PeSHN1 regulates water-use efficiency and drought tolerance by modulating wax biosynthesis in poplar

Abstract

Wax, a hydrophobic structure that provides an effective waterproof barrier to the leaves, is an important drought adaptation trait for preventing water loss. However, limited knowledge exists regarding the molecular mechanisms underlying wax biosynthesis in trees. Here, PeSHN1, an AP2/ethylene response factor transcription factor, was isolated from a fast-growing poplar Populus × euramericana cv. 'Neva' clone.
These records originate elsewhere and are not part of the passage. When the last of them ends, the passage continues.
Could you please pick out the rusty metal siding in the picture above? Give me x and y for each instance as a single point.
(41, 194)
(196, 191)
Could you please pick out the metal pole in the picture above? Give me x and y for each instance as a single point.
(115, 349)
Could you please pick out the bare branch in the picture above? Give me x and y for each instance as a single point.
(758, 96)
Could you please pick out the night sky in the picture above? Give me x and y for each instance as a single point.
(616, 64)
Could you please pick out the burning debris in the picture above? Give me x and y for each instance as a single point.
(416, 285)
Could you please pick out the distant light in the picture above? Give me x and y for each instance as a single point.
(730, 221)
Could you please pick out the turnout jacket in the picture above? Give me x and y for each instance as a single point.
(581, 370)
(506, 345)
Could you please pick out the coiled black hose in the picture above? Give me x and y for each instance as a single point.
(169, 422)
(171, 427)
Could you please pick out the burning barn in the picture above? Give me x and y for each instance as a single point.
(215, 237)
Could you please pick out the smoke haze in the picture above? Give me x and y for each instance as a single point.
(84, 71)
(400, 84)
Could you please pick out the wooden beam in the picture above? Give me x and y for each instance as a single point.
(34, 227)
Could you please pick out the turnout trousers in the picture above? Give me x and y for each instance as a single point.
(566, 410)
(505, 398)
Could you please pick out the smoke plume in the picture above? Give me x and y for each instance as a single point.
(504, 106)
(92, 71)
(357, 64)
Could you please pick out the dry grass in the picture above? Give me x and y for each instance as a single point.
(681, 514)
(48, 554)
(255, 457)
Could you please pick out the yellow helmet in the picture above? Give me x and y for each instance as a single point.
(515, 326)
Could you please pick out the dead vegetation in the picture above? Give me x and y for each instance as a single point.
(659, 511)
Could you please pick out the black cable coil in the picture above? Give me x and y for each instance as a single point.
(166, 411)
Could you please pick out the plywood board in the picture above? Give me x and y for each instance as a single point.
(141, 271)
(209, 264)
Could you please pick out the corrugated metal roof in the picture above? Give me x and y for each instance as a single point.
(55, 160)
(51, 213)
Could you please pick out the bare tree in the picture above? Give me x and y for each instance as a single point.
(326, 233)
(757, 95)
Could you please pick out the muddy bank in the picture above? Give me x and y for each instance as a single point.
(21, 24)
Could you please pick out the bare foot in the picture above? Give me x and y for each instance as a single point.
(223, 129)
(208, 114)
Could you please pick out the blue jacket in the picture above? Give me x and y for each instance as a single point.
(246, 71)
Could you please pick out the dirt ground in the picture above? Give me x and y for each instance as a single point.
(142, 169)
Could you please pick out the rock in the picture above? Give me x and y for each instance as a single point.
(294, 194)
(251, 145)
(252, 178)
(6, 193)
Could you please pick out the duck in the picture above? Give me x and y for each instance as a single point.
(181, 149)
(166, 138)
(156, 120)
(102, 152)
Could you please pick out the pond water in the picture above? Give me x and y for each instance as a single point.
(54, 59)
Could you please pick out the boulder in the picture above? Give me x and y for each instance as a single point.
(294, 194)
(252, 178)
To study the potential biological functions of PeSHN1, transgenic 84K poplar (Populus alba × Populus glandulosa) plants overexpressing PeSHN1 were generated. PeSHN1 overexpression resulted in decreased transpiration, increased water-use efficiency (WUE) and increased drought tolerance. The transgenic poplar plants exhibited increased wax accumulation and altered wax composition, mainly because of a substantial increase in long-chain (>C30) fatty acids, aldehydes and alkanes. Gene expression analyses revealed that many genes involved in wax biosynthesis were induced in the PeSHN1 overexpression plants. In addition, chromatin immunoprecipitation-PCR assays and dual luciferase assays revealed that at least one of those genes, LACS2, is likely targeted by PeSHN1. Moreover, the PeSHN1 overexpression plants maintained higher photosynthetic activity and accumulated more biomass under drought stress conditions. Taken together, these results suggest that PeSHN1 regulates both WUE and drought tolerance in poplar by modulating wax biosynthesis and that altered PeSHN1 expression could represent a novel approach (altering the wax trait on leaf surfaces to increase WUE) for breeding drought-tolerant plants.